Friday, Mar. 19, 1965

Booty & the Beast

LINCOLN'S SCAPEGOAT GENERAL by Richard S. West Jr. 462 pages. Houghton Mifflin. $7.50.

He looked like Ben Turpin in uniform: a massive head, topping out at 5 ft. 4 in., rimmed with wild auburn hair and set with droop-lidded eyes that flashed balefully in opposite directions. He was called "the Beast," and "Old Cockeye"--though rarely to his face. For Benjamin Franklin Butler was one of the Civil War's toughest and most hated Northern generals.

Author West, professor of history at the U.S. Naval Academy at Annapolis and a Southerner himself, was not attracted to Butler by hero worship. "I wanted to take on the meanest damned rascal I could find," West explains. But in sorting through the myths, West discovered that beneath the Beast's rapacious exterior dwelt a man of wit, large ideas and generous humanitarianism.

Whipped in the Field.

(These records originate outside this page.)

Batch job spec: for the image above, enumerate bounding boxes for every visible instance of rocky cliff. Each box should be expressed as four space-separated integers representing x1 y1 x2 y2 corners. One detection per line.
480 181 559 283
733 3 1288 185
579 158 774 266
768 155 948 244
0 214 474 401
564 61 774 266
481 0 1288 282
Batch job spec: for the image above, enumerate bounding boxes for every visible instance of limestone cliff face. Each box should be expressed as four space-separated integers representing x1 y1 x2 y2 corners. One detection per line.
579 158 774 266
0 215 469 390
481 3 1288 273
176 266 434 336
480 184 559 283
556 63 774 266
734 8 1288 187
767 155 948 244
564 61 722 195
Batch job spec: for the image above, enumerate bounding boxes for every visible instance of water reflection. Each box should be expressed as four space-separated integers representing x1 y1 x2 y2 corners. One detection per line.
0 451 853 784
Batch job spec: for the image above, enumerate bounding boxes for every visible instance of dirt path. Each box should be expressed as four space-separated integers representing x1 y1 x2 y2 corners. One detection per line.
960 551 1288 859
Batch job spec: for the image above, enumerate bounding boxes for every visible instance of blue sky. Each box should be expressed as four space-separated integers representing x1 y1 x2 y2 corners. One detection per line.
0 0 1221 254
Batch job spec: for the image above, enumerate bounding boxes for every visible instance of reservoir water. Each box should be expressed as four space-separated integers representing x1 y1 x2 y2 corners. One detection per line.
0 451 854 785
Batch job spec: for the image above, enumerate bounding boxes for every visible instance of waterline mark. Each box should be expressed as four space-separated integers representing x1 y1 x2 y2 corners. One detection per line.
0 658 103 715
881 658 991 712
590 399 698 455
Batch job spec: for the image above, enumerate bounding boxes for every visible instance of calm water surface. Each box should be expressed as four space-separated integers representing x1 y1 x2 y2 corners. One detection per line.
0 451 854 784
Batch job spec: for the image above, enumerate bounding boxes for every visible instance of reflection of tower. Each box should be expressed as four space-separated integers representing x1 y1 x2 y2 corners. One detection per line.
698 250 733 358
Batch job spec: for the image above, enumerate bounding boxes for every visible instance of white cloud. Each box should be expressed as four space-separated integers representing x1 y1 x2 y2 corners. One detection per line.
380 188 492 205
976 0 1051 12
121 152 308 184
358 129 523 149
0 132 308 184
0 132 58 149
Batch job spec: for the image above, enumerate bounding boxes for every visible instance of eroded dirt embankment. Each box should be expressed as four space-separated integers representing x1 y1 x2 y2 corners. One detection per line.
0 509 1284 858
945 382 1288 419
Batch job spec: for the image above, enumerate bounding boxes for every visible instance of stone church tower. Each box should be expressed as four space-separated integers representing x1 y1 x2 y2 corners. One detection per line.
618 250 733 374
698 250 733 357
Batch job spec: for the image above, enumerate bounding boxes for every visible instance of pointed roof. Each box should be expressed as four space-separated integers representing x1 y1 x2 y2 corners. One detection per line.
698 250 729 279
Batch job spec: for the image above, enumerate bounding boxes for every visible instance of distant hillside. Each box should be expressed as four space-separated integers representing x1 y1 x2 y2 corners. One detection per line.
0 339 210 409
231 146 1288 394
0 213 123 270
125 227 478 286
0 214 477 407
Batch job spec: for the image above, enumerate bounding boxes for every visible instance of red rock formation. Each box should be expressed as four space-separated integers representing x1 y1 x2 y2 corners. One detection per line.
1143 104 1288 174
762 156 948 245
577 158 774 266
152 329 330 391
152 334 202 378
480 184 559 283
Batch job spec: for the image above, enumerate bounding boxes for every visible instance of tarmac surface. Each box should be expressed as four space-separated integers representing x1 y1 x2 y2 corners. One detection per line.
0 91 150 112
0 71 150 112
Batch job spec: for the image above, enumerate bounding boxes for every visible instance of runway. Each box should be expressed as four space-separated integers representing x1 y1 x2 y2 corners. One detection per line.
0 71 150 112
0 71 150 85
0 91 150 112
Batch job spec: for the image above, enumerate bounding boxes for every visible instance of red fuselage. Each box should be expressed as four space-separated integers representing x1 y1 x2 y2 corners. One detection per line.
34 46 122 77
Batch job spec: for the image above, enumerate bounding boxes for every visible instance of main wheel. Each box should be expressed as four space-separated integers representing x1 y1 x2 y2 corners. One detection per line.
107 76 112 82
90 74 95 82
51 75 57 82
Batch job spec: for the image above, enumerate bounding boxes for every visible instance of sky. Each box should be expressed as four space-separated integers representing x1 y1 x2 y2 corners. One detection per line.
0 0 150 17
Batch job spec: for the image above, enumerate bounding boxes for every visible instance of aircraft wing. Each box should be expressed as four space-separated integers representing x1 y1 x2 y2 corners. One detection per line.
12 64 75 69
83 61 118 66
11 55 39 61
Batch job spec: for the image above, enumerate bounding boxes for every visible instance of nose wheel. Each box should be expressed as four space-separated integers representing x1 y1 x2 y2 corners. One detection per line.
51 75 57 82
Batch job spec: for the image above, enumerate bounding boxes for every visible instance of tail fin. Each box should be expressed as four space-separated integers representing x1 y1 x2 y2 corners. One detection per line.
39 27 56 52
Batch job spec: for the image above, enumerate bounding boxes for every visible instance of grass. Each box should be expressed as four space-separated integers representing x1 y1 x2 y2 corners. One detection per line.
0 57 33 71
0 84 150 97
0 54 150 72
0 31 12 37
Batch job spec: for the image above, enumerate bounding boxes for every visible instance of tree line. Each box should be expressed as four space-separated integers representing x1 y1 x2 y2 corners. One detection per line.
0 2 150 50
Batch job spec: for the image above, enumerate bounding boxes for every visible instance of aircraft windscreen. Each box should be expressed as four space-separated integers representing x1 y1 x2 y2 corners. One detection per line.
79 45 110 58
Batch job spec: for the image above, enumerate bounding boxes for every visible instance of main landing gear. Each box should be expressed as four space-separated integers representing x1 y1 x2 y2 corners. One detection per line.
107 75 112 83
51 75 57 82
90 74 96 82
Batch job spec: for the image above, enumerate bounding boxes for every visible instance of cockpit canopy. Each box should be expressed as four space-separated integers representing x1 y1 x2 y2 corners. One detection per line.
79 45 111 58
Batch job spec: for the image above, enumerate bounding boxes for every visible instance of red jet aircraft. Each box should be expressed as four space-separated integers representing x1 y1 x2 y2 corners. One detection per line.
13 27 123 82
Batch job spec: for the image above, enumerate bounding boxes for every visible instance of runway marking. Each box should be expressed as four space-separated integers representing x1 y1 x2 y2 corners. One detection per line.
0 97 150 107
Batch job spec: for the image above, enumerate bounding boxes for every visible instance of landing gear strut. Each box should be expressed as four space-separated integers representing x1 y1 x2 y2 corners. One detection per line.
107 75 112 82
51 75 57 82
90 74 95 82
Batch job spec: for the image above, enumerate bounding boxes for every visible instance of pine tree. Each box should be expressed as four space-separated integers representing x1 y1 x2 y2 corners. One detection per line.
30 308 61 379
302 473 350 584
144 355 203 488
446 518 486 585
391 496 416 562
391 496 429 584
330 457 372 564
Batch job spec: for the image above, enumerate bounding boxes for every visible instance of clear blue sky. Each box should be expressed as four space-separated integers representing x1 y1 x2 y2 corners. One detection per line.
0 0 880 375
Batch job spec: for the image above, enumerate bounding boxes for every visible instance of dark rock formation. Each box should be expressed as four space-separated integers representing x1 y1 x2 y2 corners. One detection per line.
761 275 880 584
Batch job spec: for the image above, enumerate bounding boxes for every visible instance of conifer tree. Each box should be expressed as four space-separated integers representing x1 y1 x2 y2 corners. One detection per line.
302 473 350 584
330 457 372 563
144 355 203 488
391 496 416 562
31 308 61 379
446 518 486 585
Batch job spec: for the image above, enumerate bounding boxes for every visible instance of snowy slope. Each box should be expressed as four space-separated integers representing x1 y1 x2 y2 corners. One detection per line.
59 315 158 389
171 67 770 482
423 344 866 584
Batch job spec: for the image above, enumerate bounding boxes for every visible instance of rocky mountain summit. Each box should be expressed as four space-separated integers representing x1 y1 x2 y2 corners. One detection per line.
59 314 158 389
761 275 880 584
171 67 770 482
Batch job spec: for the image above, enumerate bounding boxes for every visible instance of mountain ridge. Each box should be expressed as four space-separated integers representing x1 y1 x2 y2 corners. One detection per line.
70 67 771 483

When the Civil War broke out, Ben Butler was New England's most famous criminal lawyer, a raspy-voiced Democrat who had long crusaded for shorter working hours and the secret ballot. Lincoln needed all the Democratic trimmings he could get in the war, and since Butler was incidentally a brigadier of the state militia, Lincoln dispatched him to Maryland, which was threatening to secede. Butler seized Annapolis and then, in a lightning move by night, occupied mutinous Baltimore.

In the flush of success, Butler sent poorly officered troops into combat at Big Bethel--the war's first battle--and got whipped. Though Big Bethel was soon forgotten in the greater Union calamity at Bull Run, it established Butler's reputation as an inept field commander. But when New Orleans was taken, Butler was sent to take over the occupation.

The Woman Order. New Orleans' haughty grandes dames scorned the occupying Union Forces, spat at the blue-coats passing in the streets. Rather than jail these indelicate flowers of Southern womanhood, Butler hit on a stratagem: any woman who insulted Union officers in the streets would be "treated as a woman of the town plying her avocation." To Southerners, this "Woman Order" sounded like an invitation to rape (though no incidents developed), and the Confederacy proclaimed Butler an "outlaw" to be hanged.

Butler was a tough administrator, and his "sins" multiplied in Southern eyes: he hanged a man named William Mumford who had torn the Union flag from atop the U.S. Mint (though Southern and Copperhead critics conveniently forgot that Butler also hanged Union soldiers caught looting in New Orleans); he confiscated property and gold that the rebels had hidden (but passed it all along to Washington).

Against Miss Nancyism. He was better at politics. After the war, he shifted allegiances from Democrat to radical Republican, was elected to Congress. In eleven years in the House, he espoused woman suffrage, currency reform and the eight-hour day. He stood firmly opposed to what he called "Miss Nancyism"--in this case a sympathetic approach to Reconstruction of the South. With his sharp lawyer's mind, he was a natural choice for prosecutor when the Congress tried to impeach President Andrew Johnson. Caustic and too clever by half in many people's opinion, Butler attacked Johnson as if he were a horse thief. The impeachment move failed by one vote.

Butler went on to crusade for Negro civil rights. In 1875, he introduced a "radical" but prophetic civil rights bill before the House: it demanded that Negroes be granted "full and equal accommodations, advantages, facilities, and privileges of inns, public conveyances, theaters, places of public amusement; and also of common schools and public institutions of learning." Congress passed it (sans the education clause), but the act was declared unconstitutional in 1883 by the Supreme Court.

Beast Butler was too far ahead of his time, concludes West. Uncompromising in his "liberalism," he broke with the Republicans in 1884 to run for President as the candidate of a coalition known as the "People's Party." Though he campaigned with a verve and color reminiscent of Daniel Webster, his reputation--deserved or undeserved--had caught up with him. He polled only 175,000 votes of the 10 million cast in an election that went narrowly to Democrat Grover Cleveland. When Butler died in 1893, at the age of 74, Charles Dana of the New York Sun wrote his epitaph: "He was no pretender and no hypocrite."